Double-wave-vector diffusion-weighting experiments with multiple concatenations at long mixing times.

MR sequences where two diffusion-weighting periods are applied successively in a single acquisition seem to be a promising tool for the investigation of tissue structure on a microscopic level such as the characterization of the compartment size or eccentricity measures of pores. However, the application of such double-wave-vector (DWV) experiments on whole-body MR systems is hampered by the long gradient pulses required that have been shown to reduce the signal modulation. In this work, it is demonstrated that involving multiple concatenations of the two diffusion-weighting periods can ameliorate this problem in experiments with long mixing times between the two wave vectors. The recently presented tensor equation is extended to multiple concatenations. As confirmed by Monte-Carlo simulations, this model shows a good approximation of the signals observed for typical whole-body gradient pulse durations and the derived anisotropy measures are obtained with good accuracy. Most importantly, the signal modulation is increased with multiple concatenations because shorter gradient pulses can be used to achieve the desired diffusion-weighting. Thus, the multiple concatenation approach may help to improve the applicability and reliability of DWV measurements with long mixing times on standard whole-body MR systems.

A tensor model and measures of microscopic anisotropy for double-wave-vector diffusion-weighting experiments with long mixing times.

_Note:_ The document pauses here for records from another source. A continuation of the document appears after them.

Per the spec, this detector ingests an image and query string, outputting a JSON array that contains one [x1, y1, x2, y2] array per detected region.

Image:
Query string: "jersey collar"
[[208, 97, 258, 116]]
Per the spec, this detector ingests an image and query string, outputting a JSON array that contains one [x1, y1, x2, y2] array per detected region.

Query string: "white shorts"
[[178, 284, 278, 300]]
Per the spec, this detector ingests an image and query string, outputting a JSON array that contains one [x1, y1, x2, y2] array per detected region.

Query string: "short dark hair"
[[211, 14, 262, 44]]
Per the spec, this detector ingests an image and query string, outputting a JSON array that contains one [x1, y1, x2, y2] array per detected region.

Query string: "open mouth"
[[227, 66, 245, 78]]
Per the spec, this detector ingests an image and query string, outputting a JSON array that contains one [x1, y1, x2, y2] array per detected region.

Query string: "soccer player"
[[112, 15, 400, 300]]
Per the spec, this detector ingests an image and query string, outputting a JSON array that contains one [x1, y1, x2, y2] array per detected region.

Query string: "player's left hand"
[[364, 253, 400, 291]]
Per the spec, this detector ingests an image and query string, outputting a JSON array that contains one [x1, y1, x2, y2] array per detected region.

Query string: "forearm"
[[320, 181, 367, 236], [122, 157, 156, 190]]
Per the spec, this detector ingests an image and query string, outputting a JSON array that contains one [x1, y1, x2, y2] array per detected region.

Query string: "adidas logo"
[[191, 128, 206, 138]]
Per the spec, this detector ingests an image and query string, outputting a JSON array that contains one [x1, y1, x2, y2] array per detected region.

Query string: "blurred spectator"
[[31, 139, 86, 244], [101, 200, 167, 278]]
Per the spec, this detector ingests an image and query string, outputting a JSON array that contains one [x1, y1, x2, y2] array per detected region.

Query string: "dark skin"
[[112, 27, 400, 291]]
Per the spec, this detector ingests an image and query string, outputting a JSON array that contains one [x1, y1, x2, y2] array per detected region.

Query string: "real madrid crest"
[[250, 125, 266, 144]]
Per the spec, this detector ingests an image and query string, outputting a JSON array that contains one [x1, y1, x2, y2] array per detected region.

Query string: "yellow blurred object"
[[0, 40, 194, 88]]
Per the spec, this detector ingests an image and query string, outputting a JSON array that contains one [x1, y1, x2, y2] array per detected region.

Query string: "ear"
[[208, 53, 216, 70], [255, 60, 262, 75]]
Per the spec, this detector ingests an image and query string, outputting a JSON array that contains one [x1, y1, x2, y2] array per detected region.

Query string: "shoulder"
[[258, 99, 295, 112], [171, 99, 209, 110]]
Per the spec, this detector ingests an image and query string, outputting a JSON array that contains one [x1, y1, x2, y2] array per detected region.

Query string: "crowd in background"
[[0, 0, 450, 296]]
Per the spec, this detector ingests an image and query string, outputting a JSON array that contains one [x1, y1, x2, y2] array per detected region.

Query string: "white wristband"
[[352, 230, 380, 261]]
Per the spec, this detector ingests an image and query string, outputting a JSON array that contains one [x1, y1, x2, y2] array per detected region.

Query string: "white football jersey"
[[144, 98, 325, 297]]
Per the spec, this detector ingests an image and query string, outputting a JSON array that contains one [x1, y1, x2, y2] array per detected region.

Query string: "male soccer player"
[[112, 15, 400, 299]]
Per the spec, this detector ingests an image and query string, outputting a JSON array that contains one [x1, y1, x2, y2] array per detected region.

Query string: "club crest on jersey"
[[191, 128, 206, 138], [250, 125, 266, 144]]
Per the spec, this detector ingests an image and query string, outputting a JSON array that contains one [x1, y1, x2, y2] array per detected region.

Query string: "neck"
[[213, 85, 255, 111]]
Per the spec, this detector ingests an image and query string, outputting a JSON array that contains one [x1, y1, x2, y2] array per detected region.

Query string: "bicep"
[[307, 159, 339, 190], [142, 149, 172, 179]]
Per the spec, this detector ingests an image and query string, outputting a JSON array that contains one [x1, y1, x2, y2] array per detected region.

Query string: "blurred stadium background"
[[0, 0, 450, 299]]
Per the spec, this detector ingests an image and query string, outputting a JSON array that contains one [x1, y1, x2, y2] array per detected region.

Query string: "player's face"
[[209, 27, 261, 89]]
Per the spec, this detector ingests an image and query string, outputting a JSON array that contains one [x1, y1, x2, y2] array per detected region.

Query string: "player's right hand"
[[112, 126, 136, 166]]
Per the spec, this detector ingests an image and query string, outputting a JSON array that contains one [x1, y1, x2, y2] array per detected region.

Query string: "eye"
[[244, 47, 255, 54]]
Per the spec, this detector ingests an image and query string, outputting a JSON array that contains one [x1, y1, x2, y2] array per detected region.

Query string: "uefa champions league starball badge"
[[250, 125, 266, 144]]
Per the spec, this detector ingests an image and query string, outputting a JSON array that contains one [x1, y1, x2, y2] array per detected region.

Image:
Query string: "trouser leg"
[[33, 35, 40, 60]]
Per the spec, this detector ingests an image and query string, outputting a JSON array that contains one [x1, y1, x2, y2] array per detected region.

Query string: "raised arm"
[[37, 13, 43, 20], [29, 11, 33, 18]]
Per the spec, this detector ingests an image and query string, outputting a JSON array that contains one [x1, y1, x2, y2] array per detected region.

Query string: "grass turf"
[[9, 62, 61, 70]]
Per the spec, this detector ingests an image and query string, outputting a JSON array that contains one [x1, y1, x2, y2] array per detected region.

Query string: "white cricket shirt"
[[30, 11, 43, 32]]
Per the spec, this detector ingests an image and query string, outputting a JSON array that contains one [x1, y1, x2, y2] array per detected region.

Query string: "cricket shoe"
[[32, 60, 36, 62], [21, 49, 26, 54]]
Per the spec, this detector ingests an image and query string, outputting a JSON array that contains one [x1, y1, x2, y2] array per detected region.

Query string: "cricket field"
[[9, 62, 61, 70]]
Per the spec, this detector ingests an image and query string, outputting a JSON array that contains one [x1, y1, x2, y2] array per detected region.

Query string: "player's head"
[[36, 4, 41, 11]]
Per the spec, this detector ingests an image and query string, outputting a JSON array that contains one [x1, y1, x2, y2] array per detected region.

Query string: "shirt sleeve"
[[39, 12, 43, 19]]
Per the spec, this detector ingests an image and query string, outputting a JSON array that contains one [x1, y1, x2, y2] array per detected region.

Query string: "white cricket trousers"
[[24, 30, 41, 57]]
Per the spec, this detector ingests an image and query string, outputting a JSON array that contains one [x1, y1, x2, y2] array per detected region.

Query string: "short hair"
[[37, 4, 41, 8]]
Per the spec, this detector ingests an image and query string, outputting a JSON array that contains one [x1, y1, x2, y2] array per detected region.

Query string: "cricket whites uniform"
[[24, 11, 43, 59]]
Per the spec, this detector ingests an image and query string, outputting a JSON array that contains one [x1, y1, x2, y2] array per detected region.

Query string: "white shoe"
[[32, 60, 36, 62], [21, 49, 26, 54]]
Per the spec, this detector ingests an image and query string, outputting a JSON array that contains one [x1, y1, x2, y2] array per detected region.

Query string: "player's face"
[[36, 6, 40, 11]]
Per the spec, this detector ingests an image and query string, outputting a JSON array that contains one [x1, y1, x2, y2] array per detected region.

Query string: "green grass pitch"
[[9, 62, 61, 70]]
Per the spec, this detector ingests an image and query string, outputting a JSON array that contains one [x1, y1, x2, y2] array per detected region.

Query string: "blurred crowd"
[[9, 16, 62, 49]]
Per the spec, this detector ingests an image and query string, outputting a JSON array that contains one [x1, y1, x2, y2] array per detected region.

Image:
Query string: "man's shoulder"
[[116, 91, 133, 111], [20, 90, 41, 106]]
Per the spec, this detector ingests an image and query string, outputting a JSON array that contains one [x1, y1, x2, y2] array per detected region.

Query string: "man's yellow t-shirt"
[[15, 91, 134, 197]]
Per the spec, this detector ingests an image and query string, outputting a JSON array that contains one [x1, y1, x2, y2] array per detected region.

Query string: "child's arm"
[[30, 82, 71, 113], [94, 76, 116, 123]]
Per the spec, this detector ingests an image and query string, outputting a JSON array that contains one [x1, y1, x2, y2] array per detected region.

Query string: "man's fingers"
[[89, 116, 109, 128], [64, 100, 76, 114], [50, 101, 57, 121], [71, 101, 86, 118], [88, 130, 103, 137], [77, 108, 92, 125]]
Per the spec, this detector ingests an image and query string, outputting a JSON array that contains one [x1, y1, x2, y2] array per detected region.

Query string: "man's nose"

Experiments with two diffusion-weighting periods applied successively in a single experiment, so-called double-wave-vector (DWV) diffusion-weighting experiments, are a promising tool for the investigation of material or tissue structure on a microscopic level, e.g. to determine cell or compartment sizes or to detect pore or cell anisotropy. However, the theoretical descriptions presented so far for experiments that aim to investigate the microscopic anisotropy with a long mixing time between the two diffusion weightings, are limited to certain wave vector orientations, specific pore shapes, and macroscopically isotropic samples. Here, the signal equations for fully restricted diffusion are re-investigated in more detail. A general description of the signal behavior for arbitrary wave vector directions, pore or cell shapes, and orientation distributions of the pores or cells is obtained that involves a fourth-order tensor approach. From these equations, a rotationally invariant measure of the microscopic anisotropy, termed MA, is derived that yields information complementary to that of the (macroscopic) anisotropy measures of standard diffusion-tensor acquisitions. Furthermore, the detailed angular modulation for arbitrary cell shapes with an isotropic orientation distribution is derived. Numerical simulations of the MR signal with a Monte-Carlo algorithms confirm the theoretical considerations. The extended theoretical description and the introduction of a reliable measure of the microscopic anisotropy may help to improve the applicability and reliability of corresponding experiments.